Come di consueto la Comunità monastica ha ricordato quei tragici momenti durante la s.Messa del mattino presto, ma quest’anno anche l’Amministrazione Comunale di Cassino insieme ad alcuni sindaci della “Terra Sancti Benedicti” si è raccolta in preghiera attorno all’altare della Cripta dell’abbazia durante una Messa celebrata da D.Luigi Maria Di Bussolo e alla quale hanno partecipato anche i bambini della Scuola San Benedetto, con alcuni genitori, con le suore della Carità e con i rappresentanti delle realtà che, insieme alla Scuola, fanno capo alla Fondazione San Benedetto, espressione dell’Abbazia sul territorio di Cassino: la Casa della Carità e il Corteo Storico Terra Sancti Benedicti.

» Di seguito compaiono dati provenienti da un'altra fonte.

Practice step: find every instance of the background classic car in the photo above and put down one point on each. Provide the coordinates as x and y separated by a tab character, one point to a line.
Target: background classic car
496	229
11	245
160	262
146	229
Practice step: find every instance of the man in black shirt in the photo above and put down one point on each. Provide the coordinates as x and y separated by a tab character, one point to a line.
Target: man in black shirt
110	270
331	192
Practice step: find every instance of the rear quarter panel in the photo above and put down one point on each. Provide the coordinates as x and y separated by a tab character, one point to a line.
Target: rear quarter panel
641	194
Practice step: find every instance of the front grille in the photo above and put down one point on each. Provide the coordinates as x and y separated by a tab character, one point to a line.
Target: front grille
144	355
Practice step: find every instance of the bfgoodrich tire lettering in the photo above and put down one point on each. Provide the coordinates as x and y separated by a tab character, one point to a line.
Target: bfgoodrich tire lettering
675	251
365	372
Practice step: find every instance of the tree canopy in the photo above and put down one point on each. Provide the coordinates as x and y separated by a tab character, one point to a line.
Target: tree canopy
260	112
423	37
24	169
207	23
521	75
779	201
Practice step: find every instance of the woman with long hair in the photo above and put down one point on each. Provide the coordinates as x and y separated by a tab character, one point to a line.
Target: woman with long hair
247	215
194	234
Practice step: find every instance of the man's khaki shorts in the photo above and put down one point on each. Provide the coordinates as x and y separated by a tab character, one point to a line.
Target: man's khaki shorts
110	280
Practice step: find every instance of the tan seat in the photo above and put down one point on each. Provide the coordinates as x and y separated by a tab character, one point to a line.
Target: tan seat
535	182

D. Luigi Maria ha iniziato la sua omelia rievocando quei tragici momenti del bombardamento e sottolineando che “la scelta di indossare paramenti bianchi è stata dettata dal fatto che seppure oggi stiamo celebrando una messa in memoria, per la ricorrenza del bombardamento di Montecassino, lo stiamo facendo nella prospettiva della vita, della luce e della speranza. Non a caso sull’altare sono state poste le reliquie dei Santi Benedetto e Scolastica, come simbolo e presenza di quelle reliquie che si sono salvate anche durante il bombardamento, grazie al proiettile di artiglieria caduto, ma rimasto inesploso accanto all’altare maggiore.

Per fare memoria di quell’evento, dunque, non possiamo mai più sostenere la guerra, che porta alla morte, alla distruzione di una civiltà fatta di famiglie, di cultura e di spiritualità che permea ogni luogo sacro e che va rispettato nella sacralità della storia e della cultura che trasmette.

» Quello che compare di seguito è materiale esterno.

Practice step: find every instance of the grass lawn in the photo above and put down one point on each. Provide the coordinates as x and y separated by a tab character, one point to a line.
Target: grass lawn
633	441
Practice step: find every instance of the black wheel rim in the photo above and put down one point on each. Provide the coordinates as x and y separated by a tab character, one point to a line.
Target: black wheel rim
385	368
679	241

Farne a meno significa cancellare un pezzo della nostra storia, della nostra vita: abbiamo il dovere di lavorare per la Pace, dobbiamo essere costruttori di Pace già nella quotidianità per poi arrivare alle relazioni più alte tra gli Stati. La guerra ci deve insegnare che l’uomo, se vuole vivere, deve riconoscere l’importanza dell’umanità, di Dio che manca laddove c’è la guerra e la violenza.

Il Vangelo di oggi, che abbiamo ascoltato poco fa, si chiude con una domanda: “Quale vantaggio ha un uomo se guadagna il mondo intero ma poi perde se stesso?” Dove sta, dunque, il bene se ci perdiamo come esseri umani?

L’invito di d.Luigi Maria, al termine della sua omelia è stato dunque quello a ritrovare le radici del nostro essere cristiani e del nostro essere umani. Infine, rivolgendosi ai giovani presenti ha concluso dicendo: “noi crediamo in voi e siamo convinti che, se lavoreremo insieme, riusciremo a costruire un futuro migliore guardando all’importantissimo esempio che abbiamo qui con noi: san Benedetto, definito da Papa Paolo VI nel 1964 proprio “Messaggero di Pace”.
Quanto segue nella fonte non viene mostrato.